Siska Permata Sari ยท Selasa, 12 Maret 2019 - 17:29 WIB
Bertarung Lawan Depresi, Begini Ungkapan Hati Justin Bieber

Justin Bieber tengah melawan depresi. (Foto: CNN)

LOS ANGELES, iNews.id - Justin Bieber belakangan ini dikabarkan tengah berjuang melawan depresi. Melalui unggahan di media sosial Instagram, Bieber mengabarkan kondisi terkini kesehatan mentalnya kepada 105 juta pengikut di platform tersebut.

Penyanyi 25 tahun itu juga meminta doa kepada para penggemar untuk kesembuhannya.

"Hanya ingin memberikan kabar terbaru pada kalian. Mudah-mudahan ini dapat memberikan resonansi pada kalian. (Saya) sudah banyak berjuang, (saya) hanya merasa terputus sangat aneh," tulis Justin Bieber di keterangan foto yang diunggah di Instagram, Selasa (12/3/2019).

Namun, dia mengatakan akan selalu bangkit dari keterpurukan tersebut sekaligus meminta doa dari para penggemarnya.

"(Saya) hanya ingin meminta kalian mendoakanku. Tuhan setia dan doa kalian, benar-benar bekerja, terima kasih," tulis suami Hailey Baldwin tersebut.

Sebelumnya saat wawancara eksklusif dengan Vogue, Bieber telah mengungkapkan perasaan depresinya sejak tur 'Purpose' beberapa waktu lalu. 

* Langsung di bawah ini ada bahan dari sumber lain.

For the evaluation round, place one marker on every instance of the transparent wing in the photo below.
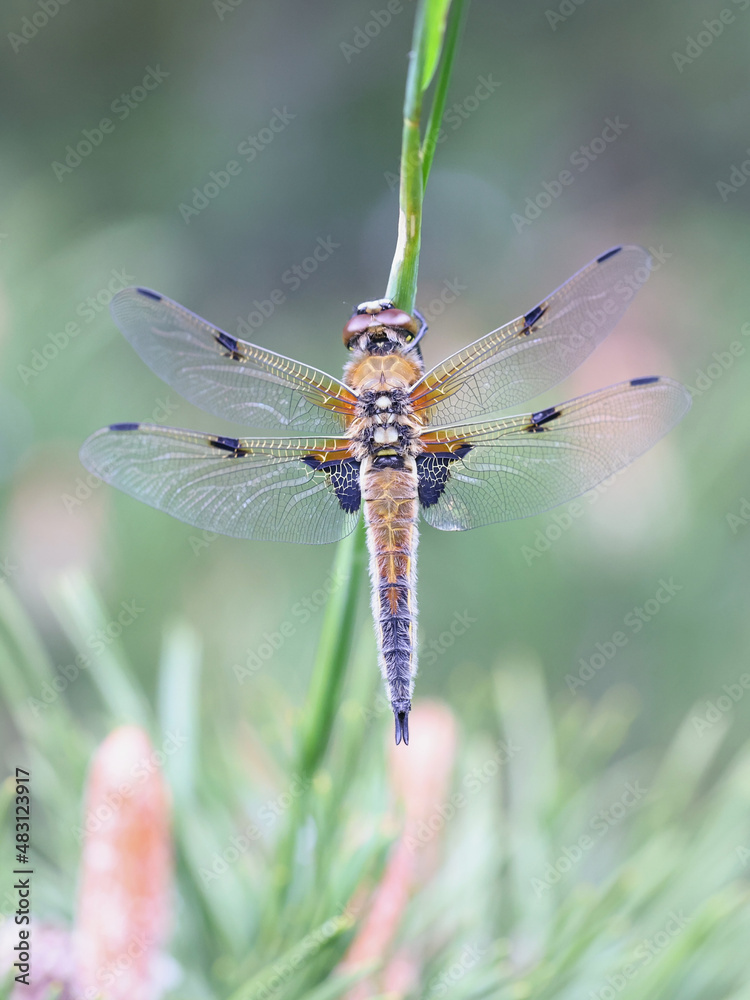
(241, 487)
(499, 471)
(536, 351)
(227, 376)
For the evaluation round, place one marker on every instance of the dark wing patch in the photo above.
(608, 254)
(344, 477)
(433, 472)
(232, 445)
(533, 317)
(543, 417)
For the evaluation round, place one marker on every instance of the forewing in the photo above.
(227, 376)
(264, 490)
(524, 465)
(536, 351)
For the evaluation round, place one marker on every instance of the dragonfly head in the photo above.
(379, 324)
(401, 709)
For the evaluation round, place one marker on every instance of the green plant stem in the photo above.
(402, 283)
(450, 47)
(416, 158)
(323, 698)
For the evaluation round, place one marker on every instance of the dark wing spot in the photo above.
(543, 417)
(433, 472)
(344, 479)
(232, 445)
(533, 317)
(229, 344)
(608, 254)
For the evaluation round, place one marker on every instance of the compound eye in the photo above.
(397, 318)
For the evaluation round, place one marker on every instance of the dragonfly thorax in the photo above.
(385, 428)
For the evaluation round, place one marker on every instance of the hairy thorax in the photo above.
(385, 429)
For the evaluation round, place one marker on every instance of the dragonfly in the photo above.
(390, 441)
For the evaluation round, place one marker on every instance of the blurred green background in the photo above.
(556, 588)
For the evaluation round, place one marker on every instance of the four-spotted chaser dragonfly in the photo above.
(390, 440)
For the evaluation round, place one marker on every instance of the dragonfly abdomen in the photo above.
(391, 509)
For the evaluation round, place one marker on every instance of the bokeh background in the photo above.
(548, 589)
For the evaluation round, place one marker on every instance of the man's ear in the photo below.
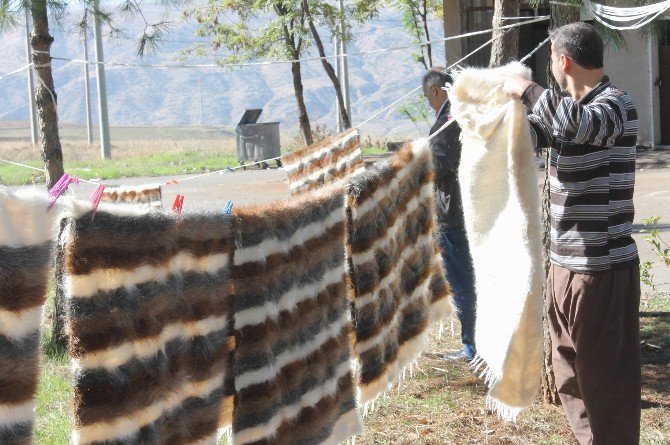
(566, 63)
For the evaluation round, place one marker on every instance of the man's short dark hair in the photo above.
(581, 42)
(437, 76)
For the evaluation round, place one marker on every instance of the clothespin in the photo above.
(95, 198)
(178, 204)
(228, 208)
(59, 188)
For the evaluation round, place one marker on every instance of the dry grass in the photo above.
(444, 403)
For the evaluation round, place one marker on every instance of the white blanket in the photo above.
(502, 212)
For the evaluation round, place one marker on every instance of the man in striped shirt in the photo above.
(593, 285)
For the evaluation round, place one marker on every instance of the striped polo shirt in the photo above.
(592, 174)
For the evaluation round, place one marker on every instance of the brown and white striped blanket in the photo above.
(395, 266)
(149, 323)
(293, 374)
(150, 194)
(27, 238)
(323, 163)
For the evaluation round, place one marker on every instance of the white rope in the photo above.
(23, 165)
(537, 48)
(522, 17)
(230, 169)
(573, 5)
(419, 87)
(276, 62)
(362, 123)
(635, 17)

"Saya sangat depresi saat tur. Saya belum pernah membicarakan ini, dan banyak hal yang belum saya bicarakan. Saya kesepian dan butuh waktu sejenak," katanya pada Vogue, seperti dilansir dari CNN Entertainment, Selasa (12/3/2019).

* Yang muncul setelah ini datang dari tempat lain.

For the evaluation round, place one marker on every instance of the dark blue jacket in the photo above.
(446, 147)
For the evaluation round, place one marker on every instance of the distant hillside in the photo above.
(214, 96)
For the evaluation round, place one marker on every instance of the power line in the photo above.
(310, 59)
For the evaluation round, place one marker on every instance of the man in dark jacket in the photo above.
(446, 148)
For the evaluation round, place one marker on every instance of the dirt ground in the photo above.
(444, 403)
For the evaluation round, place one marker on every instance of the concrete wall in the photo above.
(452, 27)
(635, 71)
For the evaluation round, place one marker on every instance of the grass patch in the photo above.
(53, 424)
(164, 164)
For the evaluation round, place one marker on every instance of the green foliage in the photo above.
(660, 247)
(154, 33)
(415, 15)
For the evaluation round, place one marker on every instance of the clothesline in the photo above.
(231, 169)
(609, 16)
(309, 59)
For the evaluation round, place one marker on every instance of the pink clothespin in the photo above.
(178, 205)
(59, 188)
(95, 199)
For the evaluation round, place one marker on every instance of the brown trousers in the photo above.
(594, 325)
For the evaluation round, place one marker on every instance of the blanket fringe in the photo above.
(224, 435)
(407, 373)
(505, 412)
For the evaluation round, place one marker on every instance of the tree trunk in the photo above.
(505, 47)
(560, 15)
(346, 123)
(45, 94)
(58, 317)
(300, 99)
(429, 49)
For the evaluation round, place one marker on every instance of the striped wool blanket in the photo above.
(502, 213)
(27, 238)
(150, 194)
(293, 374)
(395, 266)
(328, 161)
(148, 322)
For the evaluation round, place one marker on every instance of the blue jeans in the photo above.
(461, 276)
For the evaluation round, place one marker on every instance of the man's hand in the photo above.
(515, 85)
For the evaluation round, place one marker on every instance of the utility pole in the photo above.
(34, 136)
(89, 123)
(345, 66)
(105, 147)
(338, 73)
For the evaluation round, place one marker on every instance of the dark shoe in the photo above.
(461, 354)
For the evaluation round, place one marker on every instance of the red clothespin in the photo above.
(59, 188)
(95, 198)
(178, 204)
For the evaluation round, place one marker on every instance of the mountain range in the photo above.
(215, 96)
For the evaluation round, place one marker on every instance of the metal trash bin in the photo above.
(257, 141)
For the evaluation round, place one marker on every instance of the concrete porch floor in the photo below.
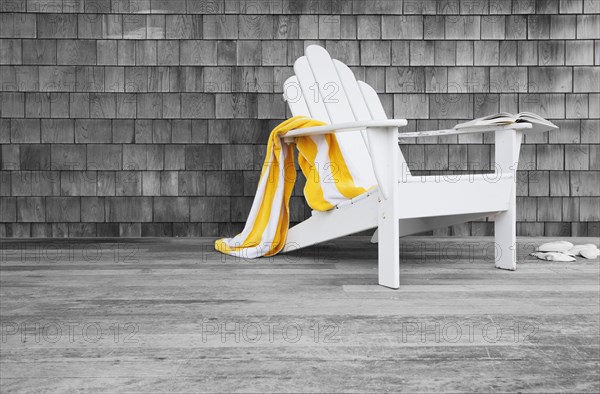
(172, 315)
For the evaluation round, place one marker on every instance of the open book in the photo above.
(504, 118)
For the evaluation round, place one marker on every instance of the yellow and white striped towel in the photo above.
(329, 181)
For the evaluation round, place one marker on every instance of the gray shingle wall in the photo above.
(149, 117)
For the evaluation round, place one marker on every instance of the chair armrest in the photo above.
(343, 127)
(470, 130)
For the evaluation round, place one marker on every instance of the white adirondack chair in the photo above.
(327, 90)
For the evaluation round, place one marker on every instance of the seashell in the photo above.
(552, 256)
(556, 246)
(576, 250)
(590, 253)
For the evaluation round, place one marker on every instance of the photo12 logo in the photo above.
(52, 332)
(428, 332)
(260, 332)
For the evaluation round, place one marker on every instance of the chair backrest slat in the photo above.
(327, 90)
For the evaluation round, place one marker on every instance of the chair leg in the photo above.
(388, 246)
(505, 230)
(507, 147)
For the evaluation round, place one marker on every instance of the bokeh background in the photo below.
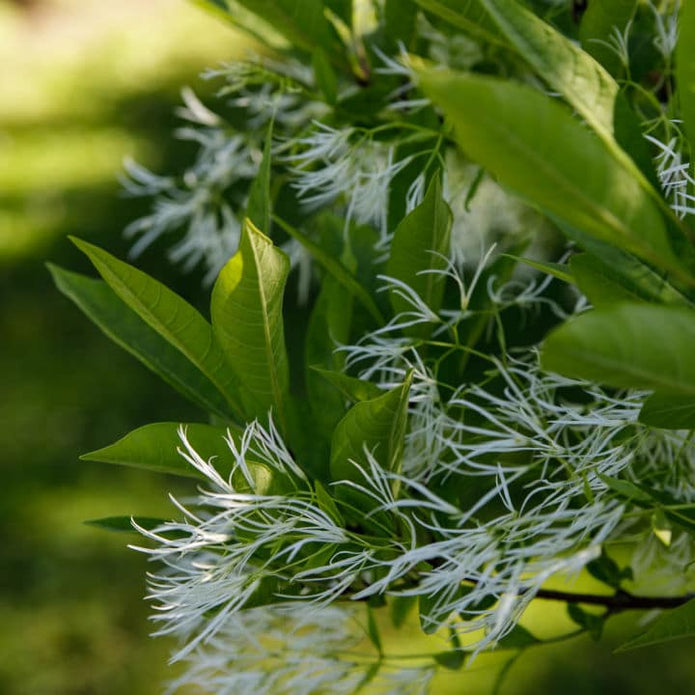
(83, 84)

Kadang-kadang dia berpikir bahwa musiklah yang menyebabkan kesehatan mentalnya buruk seperti sekarang. Sebab berawal dari musik dan ketenarannya di usia 13 tahun, membuatnya tidak bisa menikmati waktu untuk mengenal lebih jauh siapa dirinya.

"Saya tidak pernah mendapatkan kesempatan untuk mengenal siapa diri saya. Jadi, saya butuh waktu untuk evaluasi diri saya. Siapa saya, apa yang saya inginkan di hidup saya, hubungan saya, dan akan jadi apa saya," kata Bieber.

Di sisi lain, Bieber yang telah menikahi Hailey Baldwin pada September lalu mengatakan, sang istri terus mendampinginya selama masa-masa berat itu.